Soft Materials: Smart Materials
Wednesday, April 9, 2008
The Soft Materials Discussion Group regularly convenes investigators in the New York region with an interest in soft materials research and development, and provides a forum for scientists, engineers, and other key stakeholders working in academia, industry, and not-for-profit entities to exchange ideas and discuss advances. To ensure impact globally, the meeting proceedings will be disseminated electronically through the Academy's eBriefings program. The interdisciplinary topics include a range of technologically important materials in colloids, polymers, emulsions, liquid and organic crystals, membranes, proteins, cells, and tissue.
Program
Jeffrey Koberstein, Columbia University
Ned Thomas, Massachusetts Institute of Technology
Jeffrey T. Koberstein, Columbia University
There are a number of challenges associated with the general implementation of soft material nanotechnology and these challenges are especially important in the field of surface modification. First, one requires a set of rules for the molecular design of surfaces at the nanoscale, second, one needs a method to fabricate the surface that is designed, and third, if the surface is to be responsive in any way, some latent energy source must be incorporated into the material design. This presentation will describe a practically feasible framework we have developed for the molecular design and fabrication of polymer/material surfaces that enable nanoscale manipulation of the chemical groups that reside there. The methods are based upon three-component heterobifunctional molecules designed to self-assemble at the surfaces of both hard and soft substrates. The molecules either present a controlled areal density of reactive functional groups, in our case, alkyne or azide groups capable of Sharpless "click" chemistry, or are preprogrammed with photoactive functionalities that can be activated using only light as a reagent. In some cases, monomolecular surface layers are fabricated by adsorption from supercritical fluids, a process that is applicable to substrates of arbitrary shape. Because light is used to effect surface functionalization, surface patterns of reactive chemical groups can be made directly by illumination through a mask, without the necessity of indirect techniques like stamping. The surface modification strategies developed are extremely versatile for the general modification of surfaces as well as for spatial patterning of a variety of synthetic and biological molecules. Examples presented include using light to spatially control polymer dewetting and to construct the first covalently immobilized carbohydrate microarrays, and using "click"chemistry and spin coating to immobilize DNA with controlled areal density.

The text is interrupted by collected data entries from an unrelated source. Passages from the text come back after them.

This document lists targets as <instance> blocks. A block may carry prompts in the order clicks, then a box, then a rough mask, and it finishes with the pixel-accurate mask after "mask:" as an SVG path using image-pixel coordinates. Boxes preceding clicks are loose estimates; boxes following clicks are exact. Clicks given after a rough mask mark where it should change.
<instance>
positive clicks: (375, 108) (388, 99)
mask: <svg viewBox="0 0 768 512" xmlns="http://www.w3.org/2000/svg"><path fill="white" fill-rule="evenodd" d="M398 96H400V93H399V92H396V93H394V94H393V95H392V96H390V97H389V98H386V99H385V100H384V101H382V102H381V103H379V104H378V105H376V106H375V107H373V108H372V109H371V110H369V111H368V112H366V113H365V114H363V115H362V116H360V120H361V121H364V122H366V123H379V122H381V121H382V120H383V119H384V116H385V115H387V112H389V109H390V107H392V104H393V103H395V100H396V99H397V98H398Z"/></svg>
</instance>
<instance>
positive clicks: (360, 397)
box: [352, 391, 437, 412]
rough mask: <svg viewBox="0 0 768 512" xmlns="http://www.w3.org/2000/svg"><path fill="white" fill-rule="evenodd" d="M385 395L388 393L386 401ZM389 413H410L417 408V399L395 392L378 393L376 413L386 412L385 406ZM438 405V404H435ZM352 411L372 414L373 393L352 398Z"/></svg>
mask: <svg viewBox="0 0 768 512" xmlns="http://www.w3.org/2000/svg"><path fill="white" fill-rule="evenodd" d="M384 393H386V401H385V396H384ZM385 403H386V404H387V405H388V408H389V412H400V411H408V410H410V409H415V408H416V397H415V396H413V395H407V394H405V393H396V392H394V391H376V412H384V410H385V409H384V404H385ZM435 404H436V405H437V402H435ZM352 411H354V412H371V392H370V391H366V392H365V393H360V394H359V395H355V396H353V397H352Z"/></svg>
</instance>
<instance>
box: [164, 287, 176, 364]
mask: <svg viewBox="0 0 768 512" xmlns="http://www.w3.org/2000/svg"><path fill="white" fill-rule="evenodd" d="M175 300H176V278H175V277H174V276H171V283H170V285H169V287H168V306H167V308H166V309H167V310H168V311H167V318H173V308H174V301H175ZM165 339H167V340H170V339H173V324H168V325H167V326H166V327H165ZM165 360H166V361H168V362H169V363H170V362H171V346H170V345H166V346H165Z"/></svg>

Periodic Block Polymeric Materials for NanoTechnology
Ned Thomas, Massachusetts Institute of Technology
Nanotechnology requires control of materials from the atomic to the 100 nanometer to the macroscopic level. Exploiting the size and shape dependence of material properties and accessing multi-functionality holds great promise for the development of materials that will contribute to novel future technologies. Block polymers are a class of materials that have a very broad range of properties and moreover, can act as hosts for metallic and dielectric nanoparticles as well as organic molecules, resulting in nanocomposites with combinations of properties not available by other means. Periodic structural assemblies are of particular interest, due to their interesting interactions with waves: especially electromagnetic and mechanical waves.